China Offshore Syndicated Loan Issuers Expected to Pay Higher Costs
(Bloomberg) -- After sliding for six straight years, borrowing costs of Chinese companies from the offshore syndicated loan market are expected to grow in 2019 as lenders’ funding costs rise and defaults from the country surge, according to a Bloomberg survey.
Here’s what the survey of 32 bankers in the region shows:
- Some 14 of 32 loan bankers said their banks need more returns to get through internal threshold from syndicated lending to Chinese firms this year compared with 2018
- Among the 14 bankers, nine require at least 20 basis points more
- Some 23 of the respondents want at least 150 basis points of an all-in pricing, which includes an interest rate and a one-off handling fee
With Chinese offshore syndicated loan costs still near a decade-low, lenders are seeking higher pricing to cushion margins squeezed by rising competition.

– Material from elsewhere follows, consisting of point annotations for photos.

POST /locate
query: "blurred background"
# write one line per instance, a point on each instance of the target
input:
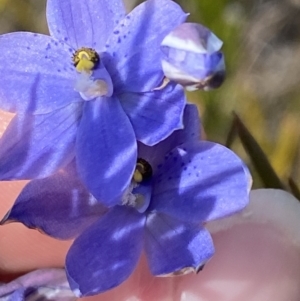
(262, 51)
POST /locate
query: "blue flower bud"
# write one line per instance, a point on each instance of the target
(191, 56)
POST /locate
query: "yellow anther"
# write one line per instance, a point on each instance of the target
(137, 176)
(85, 59)
(143, 171)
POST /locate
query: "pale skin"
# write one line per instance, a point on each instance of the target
(257, 255)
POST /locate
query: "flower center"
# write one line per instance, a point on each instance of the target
(143, 171)
(85, 59)
(93, 80)
(138, 194)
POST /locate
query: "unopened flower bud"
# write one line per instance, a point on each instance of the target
(191, 56)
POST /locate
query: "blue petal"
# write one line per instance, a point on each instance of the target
(106, 253)
(191, 132)
(155, 115)
(43, 284)
(59, 206)
(106, 150)
(134, 46)
(85, 23)
(37, 74)
(175, 247)
(143, 193)
(200, 182)
(36, 146)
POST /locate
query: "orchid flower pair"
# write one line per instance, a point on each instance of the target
(113, 150)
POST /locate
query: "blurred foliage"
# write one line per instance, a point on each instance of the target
(262, 50)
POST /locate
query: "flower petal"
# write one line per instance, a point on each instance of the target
(43, 284)
(37, 74)
(84, 23)
(191, 132)
(155, 115)
(200, 182)
(59, 206)
(106, 150)
(134, 48)
(176, 247)
(36, 146)
(106, 253)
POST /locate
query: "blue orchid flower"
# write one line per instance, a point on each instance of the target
(89, 88)
(178, 185)
(191, 56)
(40, 285)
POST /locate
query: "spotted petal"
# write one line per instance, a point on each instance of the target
(35, 146)
(37, 75)
(134, 46)
(200, 182)
(175, 247)
(85, 23)
(155, 115)
(106, 253)
(191, 132)
(106, 150)
(59, 206)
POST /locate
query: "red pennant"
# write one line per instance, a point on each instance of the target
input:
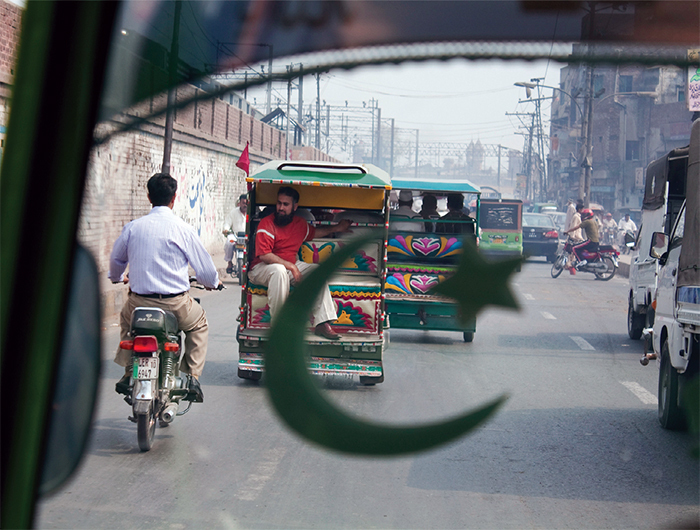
(244, 160)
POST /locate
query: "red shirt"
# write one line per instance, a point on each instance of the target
(283, 241)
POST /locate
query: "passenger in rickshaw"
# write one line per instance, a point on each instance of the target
(277, 242)
(429, 211)
(455, 205)
(405, 211)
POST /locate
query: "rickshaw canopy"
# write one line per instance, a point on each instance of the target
(365, 185)
(450, 186)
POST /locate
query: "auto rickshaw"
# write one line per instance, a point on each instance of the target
(501, 223)
(424, 250)
(328, 193)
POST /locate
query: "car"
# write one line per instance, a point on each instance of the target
(540, 236)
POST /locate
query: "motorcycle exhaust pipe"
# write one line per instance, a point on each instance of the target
(169, 413)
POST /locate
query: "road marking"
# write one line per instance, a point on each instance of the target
(261, 475)
(642, 393)
(582, 343)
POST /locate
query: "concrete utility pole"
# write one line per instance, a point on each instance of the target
(417, 133)
(269, 83)
(391, 156)
(172, 90)
(300, 106)
(289, 109)
(379, 137)
(318, 112)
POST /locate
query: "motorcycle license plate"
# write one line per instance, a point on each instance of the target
(146, 368)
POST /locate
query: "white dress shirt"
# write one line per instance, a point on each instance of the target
(158, 248)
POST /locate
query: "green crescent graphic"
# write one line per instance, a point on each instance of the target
(304, 408)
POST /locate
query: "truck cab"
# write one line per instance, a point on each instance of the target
(664, 193)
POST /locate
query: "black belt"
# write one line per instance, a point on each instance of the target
(155, 295)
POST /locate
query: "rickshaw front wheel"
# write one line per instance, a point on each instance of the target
(249, 374)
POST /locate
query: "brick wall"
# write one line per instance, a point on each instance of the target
(10, 23)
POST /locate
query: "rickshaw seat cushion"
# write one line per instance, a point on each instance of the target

Such demand is getting louder as default risks deepen amid a faltering economy and trade tensions with the U.S.
“Pricing on marginal names should be widening as they have less access to liquidity and banks are trying to request higher returns now,” said Sheau Huei Wang, head of syndicated finance at China Minsheng Banking Corp.’s Hong Kong branch. “For better names, banks will still try to accommodate even if they offer similar pricing compared with previous years.”
The average margin of China Inc.’s greenback- and Hong Kong dollar-denominated syndicated loans slumped by 96 basis points to 207.65 basis points in 2018 from 2012, according to data compiled by Bloomberg.
Property developer China Overseas Land & Investment Ltd. is currently offering 7 basis points more all-in for a HK$20 billion ($2.5 billion) five-year loan compared to that of a HK$18 billion same-tenor facility from 2017. Financial leasing firm Far East Horizon Ltd. also plans to pay a margin of at least 10 basis points more for a three-year loan of $580 million-equivalent compared to its previous facilities.
The survey findings on China are also a stark contrast to those of its Australian and Southeast Asian neighbors, where only about 20 percent of bankers said they are looking for higher all-in pricing.
The 32 bankers from 30 lenders across China, Hong Kong, Taiwan, India and South Korea were interviewed by Bloomberg News via phone or email in January. Based in Hong Kong, Taiwan and mainland China, their banks are among the most active participants in Chinese offshore syndicated borrowings. Bloomberg News also interviewed 38 other bankers in Southeast Asia and Australia for the same survey.